NASerEx: Optimizing Early Exits via AutoML for Scalable Efficient Inference in Big Image Streams
- Aakash Kapoor ,
- Rajath Elias Soans ,
- Soham Dixit ,
- Pradeep NS ,
- Brijraj Singh ,
- Mayukh Das
Published by IEEE
Special session on Machine Learning on Big Data (MLBD)
We investigate the problem of smart operational efficiency, at scale, in Machine Learning models for Big Data streams, in context of embedded AI applications, by learning optimal early exits. Embedded AI applications that employ deep neural models depend on efficient model inference at scale, especially on resource-constrained hardware. Recent vision/text/audio models are computationally complex with huge parameter spaces and input samples typically pass through multiple layers, each with large tensor computations, to produce valid outputs. Generally, in most real scenarios, AI applications deal with big data streams, such as streams of audio signals, static images and/or high resolution video frames.

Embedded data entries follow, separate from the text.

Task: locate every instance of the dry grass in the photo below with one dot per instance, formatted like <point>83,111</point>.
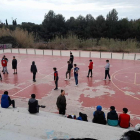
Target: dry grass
<point>26,40</point>
<point>22,37</point>
<point>73,43</point>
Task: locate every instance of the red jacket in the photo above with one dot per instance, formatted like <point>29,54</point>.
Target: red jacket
<point>90,65</point>
<point>124,120</point>
<point>4,63</point>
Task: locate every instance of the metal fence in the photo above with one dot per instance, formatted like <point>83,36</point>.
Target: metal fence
<point>90,54</point>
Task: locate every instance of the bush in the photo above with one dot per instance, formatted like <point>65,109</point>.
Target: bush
<point>8,40</point>
<point>21,37</point>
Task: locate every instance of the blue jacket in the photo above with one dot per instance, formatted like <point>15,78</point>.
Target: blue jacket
<point>4,101</point>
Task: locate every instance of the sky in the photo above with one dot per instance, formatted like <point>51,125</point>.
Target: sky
<point>34,10</point>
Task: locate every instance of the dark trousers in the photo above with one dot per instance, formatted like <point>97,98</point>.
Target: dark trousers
<point>71,63</point>
<point>62,111</point>
<point>76,79</point>
<point>90,71</point>
<point>107,74</point>
<point>12,102</point>
<point>68,72</point>
<point>34,76</point>
<point>56,84</point>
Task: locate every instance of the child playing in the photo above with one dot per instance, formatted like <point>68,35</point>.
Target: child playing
<point>0,74</point>
<point>55,78</point>
<point>107,68</point>
<point>90,68</point>
<point>76,69</point>
<point>69,70</point>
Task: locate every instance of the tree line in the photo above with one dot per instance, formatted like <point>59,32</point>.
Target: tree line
<point>84,28</point>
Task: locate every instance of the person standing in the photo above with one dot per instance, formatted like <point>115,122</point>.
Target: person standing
<point>33,105</point>
<point>76,69</point>
<point>4,62</point>
<point>107,69</point>
<point>90,68</point>
<point>0,74</point>
<point>14,65</point>
<point>124,119</point>
<point>61,103</point>
<point>55,78</point>
<point>6,101</point>
<point>112,117</point>
<point>33,70</point>
<point>69,70</point>
<point>71,59</point>
<point>99,116</point>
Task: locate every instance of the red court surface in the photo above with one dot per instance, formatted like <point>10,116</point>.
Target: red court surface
<point>122,91</point>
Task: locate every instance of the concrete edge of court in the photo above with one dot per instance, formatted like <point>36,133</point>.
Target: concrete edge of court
<point>19,124</point>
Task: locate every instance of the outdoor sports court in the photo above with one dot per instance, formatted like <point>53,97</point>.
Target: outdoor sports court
<point>122,91</point>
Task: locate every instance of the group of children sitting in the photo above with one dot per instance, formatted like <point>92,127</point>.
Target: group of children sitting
<point>112,117</point>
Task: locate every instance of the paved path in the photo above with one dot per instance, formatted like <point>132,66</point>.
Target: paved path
<point>24,126</point>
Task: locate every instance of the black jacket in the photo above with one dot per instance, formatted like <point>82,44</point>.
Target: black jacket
<point>33,67</point>
<point>99,117</point>
<point>33,105</point>
<point>112,115</point>
<point>61,102</point>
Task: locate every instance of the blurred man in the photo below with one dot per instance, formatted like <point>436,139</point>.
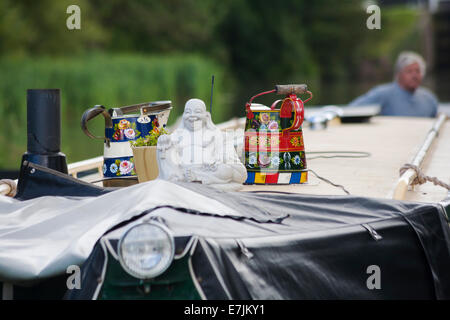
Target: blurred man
<point>403,96</point>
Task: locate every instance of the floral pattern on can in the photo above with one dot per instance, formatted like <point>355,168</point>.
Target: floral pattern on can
<point>119,167</point>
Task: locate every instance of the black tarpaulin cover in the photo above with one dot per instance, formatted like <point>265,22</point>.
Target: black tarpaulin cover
<point>294,246</point>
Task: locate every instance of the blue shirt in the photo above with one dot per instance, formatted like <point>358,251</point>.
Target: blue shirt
<point>396,101</point>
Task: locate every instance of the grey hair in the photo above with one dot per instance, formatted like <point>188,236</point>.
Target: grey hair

Deep ML models powering such applications have to continuously perform inference on such big data streams for varied tasks such as noise suppression, face detection, gait estimation and so on. Ensuring efficiency is challenging, even with model compression techniques since they reduce model size but often fail to achieve scalable inference efficiency over continuous streams.
Early exits enable adaptive inference by extracting valid outputs from any pre-final layer of a deep model which significantly boosts efficiency at scale since many of the input instances need not be processed at all the layers of a deep model, especially for big streams. Suitable early exit structure design (number + positions) is a difficult but crucial aspect in improving efficiency without any loss in predictive performance, especially in context of big streams. Naive manual early exit design that does not consider the hardware capacity or data stream characteristics is counterproductive. We propose NASerEx framework that leverages Neural architecture Search (NAS) with a novel saliency-constrained search space and exit decision metric to learn suitable early exit structure to augment Deep Neural models for scalable efficient inference on big image streams. Optimized exit-augmented models perform ~2.5x faster having ~4x aggregated lower effective FLOPs, with no significant accuracy loss.